Construct a Taylor Polynomial of a function containing an integral

Question

I am trying to create a taylor polynomial (degree 5) of

$(1/x)\int_{0}^{x}e^{-v^{2}} dv$

Now I've created taylor polynomials before, but I've never seen a problem involving two variables.

Answer 1

Let $$f(x) = \frac{1}{x}\int_{0}^{x}e^{-t^2}dt$$ then $$f'(x) = \frac{-1}{x^2}\int_{0}^{x}e^{-t^2}dt+\frac{e^{-x^2}}{x} = \frac{-f(x)}{x}+\frac{e^{-x^2}}{x}.$$ This will give you a recurrence relation to generate successive derivatives with which you could construct your polynomial.

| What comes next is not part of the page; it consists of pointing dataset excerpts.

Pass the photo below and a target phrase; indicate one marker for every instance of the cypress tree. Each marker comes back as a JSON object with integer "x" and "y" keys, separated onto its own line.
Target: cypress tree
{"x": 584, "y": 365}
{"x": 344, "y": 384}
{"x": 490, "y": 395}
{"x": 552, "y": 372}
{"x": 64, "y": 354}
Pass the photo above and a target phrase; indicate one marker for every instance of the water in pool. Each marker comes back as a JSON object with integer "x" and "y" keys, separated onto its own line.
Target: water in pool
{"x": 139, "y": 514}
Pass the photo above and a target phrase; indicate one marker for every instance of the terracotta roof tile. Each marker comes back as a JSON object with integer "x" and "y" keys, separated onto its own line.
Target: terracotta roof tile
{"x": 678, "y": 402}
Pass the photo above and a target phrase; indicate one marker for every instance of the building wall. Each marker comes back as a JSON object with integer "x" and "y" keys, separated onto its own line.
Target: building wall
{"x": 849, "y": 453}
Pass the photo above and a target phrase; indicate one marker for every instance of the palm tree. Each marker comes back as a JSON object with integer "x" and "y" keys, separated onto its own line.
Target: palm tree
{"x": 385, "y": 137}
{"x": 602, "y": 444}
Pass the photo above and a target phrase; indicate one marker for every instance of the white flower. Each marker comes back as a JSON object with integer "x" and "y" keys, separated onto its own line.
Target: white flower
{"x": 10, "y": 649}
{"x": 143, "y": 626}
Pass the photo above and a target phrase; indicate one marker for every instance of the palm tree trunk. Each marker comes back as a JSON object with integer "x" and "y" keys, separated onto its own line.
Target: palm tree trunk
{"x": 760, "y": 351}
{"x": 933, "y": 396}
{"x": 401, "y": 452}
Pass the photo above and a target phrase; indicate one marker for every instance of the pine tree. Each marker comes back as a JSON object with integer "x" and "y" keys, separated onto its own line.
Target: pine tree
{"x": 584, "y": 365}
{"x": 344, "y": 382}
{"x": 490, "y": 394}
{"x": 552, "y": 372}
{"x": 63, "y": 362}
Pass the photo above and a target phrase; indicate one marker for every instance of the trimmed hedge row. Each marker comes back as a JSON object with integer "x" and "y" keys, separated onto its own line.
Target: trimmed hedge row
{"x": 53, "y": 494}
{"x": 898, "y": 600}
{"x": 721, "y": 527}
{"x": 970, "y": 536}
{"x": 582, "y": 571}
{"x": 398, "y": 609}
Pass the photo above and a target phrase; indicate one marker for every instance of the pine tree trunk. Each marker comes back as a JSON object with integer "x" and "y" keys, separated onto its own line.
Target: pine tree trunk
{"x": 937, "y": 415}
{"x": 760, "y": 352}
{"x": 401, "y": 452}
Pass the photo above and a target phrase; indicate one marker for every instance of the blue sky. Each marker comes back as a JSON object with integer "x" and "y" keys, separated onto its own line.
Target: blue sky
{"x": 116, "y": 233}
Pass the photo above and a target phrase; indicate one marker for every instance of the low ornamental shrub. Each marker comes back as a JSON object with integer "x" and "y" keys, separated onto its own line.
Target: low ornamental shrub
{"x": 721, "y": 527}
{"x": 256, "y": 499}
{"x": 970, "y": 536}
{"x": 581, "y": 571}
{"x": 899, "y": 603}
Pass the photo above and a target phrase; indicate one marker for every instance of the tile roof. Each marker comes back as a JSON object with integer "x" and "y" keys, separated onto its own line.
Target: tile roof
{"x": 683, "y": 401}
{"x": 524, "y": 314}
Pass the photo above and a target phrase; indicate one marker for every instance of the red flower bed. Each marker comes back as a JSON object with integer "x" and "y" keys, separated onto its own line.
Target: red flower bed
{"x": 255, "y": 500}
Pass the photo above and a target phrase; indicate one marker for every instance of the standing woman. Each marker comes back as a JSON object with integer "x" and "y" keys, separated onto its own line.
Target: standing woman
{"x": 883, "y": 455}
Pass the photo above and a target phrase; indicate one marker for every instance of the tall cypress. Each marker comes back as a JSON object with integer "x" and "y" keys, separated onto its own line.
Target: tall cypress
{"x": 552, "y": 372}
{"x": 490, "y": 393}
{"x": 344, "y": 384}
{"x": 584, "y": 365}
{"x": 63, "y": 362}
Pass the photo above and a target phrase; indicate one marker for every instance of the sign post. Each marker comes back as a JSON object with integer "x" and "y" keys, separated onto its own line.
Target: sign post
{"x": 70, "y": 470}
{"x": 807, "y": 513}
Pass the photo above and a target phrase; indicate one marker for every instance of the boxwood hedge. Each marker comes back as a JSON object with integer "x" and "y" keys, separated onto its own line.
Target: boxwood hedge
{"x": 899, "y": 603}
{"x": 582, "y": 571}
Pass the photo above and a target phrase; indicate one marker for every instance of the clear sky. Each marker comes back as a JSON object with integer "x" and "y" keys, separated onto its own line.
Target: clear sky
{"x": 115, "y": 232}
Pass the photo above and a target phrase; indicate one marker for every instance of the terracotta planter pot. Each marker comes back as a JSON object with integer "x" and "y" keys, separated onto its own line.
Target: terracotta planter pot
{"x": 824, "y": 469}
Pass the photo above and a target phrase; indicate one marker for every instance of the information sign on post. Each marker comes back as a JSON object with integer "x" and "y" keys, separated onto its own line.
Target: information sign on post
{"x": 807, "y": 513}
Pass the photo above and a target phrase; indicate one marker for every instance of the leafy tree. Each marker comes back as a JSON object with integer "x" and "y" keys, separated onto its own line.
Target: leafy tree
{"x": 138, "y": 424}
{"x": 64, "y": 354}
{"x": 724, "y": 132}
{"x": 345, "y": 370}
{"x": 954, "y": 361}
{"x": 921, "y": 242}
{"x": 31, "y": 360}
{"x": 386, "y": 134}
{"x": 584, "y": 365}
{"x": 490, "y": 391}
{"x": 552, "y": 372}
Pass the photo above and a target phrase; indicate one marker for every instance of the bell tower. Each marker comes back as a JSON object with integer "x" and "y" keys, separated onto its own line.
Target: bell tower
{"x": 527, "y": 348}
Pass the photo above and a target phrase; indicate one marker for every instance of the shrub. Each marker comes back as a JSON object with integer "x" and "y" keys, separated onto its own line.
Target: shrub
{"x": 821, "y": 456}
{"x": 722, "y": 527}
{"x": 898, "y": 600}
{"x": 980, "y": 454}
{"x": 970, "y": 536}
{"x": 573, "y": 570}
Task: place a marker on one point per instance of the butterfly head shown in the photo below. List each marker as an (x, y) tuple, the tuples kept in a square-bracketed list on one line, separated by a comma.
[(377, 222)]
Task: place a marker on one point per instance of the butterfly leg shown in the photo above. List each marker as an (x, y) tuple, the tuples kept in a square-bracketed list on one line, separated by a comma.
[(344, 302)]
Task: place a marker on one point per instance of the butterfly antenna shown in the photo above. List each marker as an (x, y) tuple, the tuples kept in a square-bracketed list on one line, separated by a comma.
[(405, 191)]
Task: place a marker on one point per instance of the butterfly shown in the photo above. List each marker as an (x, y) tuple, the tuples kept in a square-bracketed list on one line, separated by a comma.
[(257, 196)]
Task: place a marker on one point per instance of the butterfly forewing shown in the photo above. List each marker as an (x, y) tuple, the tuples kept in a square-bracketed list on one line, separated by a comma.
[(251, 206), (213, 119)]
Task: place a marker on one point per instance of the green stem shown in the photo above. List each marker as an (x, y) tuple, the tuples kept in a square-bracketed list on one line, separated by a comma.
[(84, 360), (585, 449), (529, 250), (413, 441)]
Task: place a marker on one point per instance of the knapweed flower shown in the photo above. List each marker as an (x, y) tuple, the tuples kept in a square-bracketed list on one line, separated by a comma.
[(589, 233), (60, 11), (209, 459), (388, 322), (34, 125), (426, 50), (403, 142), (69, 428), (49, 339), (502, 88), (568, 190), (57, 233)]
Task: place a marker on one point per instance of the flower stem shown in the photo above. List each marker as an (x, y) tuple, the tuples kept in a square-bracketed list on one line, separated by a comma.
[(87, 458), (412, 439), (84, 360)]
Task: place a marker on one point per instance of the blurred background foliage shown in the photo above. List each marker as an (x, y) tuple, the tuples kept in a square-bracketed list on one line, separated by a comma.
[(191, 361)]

Or something even better, you could change variables and write $$f(x) = \frac{1}{x}\int_{0}^{x}e^{-t^2}dt$$ as $(t= xu)$ $$f(x)= \int_{0}^{1}e^{-x^2u^2}du = \int_{0}^{1}\sum_{k=0}^{\infty} (-1)^{k}\frac{(xu)^{2k}}{k!}du\\ = \sum_{k=0}^{\infty} \frac{(-1)^{k}x^{2k}}{(2k+1)k!}.$$

Answer 2

$$e^t=\sum_{n=0}^{\infty}\frac{t^n}{n!}$$ $$e^{-t^2}=\sum_{n=0}^{\infty}\frac{(-1)^{n}(t)^{2n}}{n!}$$ $$\int_{0}^{x}e^{-t^2}dt=\sum_{n=0}^{\infty}\frac{(-1)^{n}(x)^{2n+1}}{(2n+1)n!}$$ so $$\frac{1}{x}\int_{0}^{x}e^{-t^2}dt=\sum_{n=0}^{\infty}\frac{(-1)^{n}(x)^{2n}}{(2n+1)n!}$$